Hochul was sworn in by the state’s chief judge, Janet DiFiore, in a private ceremony at the state capitol in Albany.
A public swearing-in ceremony will be held for Hochul at 10 a.m. Tuesday in the Red Room of the state capitol building, though she wasted no time in announcing the first two appointments of her administration, picking Karen Persichilli Keogh, a former senior aide to Hillary Rodham Clinton, as secretary to the governor and Elizabeth Fine, executive vice president and general counsel of Empire State Development (New York’s economic development agency), as counsel to the governor.
“I’m excited about this,” Hochul said last week during a visit to New York City’s Queens borough. “I’m excited about this opportunity.
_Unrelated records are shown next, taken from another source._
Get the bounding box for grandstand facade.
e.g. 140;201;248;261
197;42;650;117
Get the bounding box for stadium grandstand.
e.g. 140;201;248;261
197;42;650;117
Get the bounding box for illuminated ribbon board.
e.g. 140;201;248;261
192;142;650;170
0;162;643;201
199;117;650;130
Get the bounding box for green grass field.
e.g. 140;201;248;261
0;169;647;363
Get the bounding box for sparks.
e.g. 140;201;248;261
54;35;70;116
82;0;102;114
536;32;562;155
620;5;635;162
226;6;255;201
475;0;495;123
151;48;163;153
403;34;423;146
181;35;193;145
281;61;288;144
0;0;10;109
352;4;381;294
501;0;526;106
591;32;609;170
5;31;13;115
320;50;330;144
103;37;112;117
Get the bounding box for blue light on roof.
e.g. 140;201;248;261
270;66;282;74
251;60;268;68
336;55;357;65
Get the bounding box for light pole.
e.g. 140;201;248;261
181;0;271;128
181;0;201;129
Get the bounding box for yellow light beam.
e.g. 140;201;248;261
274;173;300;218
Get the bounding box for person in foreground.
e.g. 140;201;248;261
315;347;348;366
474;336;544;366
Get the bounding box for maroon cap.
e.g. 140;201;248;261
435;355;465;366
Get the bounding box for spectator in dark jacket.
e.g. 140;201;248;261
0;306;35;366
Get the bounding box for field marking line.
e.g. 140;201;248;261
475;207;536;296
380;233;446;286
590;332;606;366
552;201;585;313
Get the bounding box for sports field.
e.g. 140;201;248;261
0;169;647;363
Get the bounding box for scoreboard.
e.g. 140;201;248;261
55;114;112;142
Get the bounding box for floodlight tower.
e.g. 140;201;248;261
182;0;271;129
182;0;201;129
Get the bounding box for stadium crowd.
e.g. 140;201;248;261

I’m very prepared for this.”
In a blistering farewell address to constituents on Monday, now former Gov. Andrew Cuomo blasted the state attorney general’s five-month investigation that found he sexually harassed multiple women, calling it a “political firecracker” that triggered an “unfair and unjust” rush to judgment against him.
The 63-year-old Cuomo later submitted his resignation in a letter Monday to Senate Majority Leader Andrea Stewart-Cousins and Speaker of the Assembly Carl Heastie, effective at 12 a.m., Aug. 24. “I hereby tender my resignation for the office of Governor of the State of New York,” Cuomo wrote. “It has been my pleasure to serve with you both.”
But in an address, Cuomo used the opportunity to slam the allegations against him and tout his accomplishments as governor.
“Let me say now that when government politicizes allegations and the headlines condemn without facts, you undermine the justice system and that doesn’t serve women and it doesn’t serve men or society,” Cuomo said. “I understand that there are moments of intense political pressure and media frenzy that cause a rush to judgment, but that is not right. It’s not fair or sustainable. Facts still matter.”
Cuomo, who has insisted he did not touch anyone inappropriately, announced his resignation on Aug. 13, ten days after State Attorney General Letitia James made public the results of an investigation she alleged found the governor sexually harassed multiple women, including current and former state employees, and had retaliated against one of his accusers.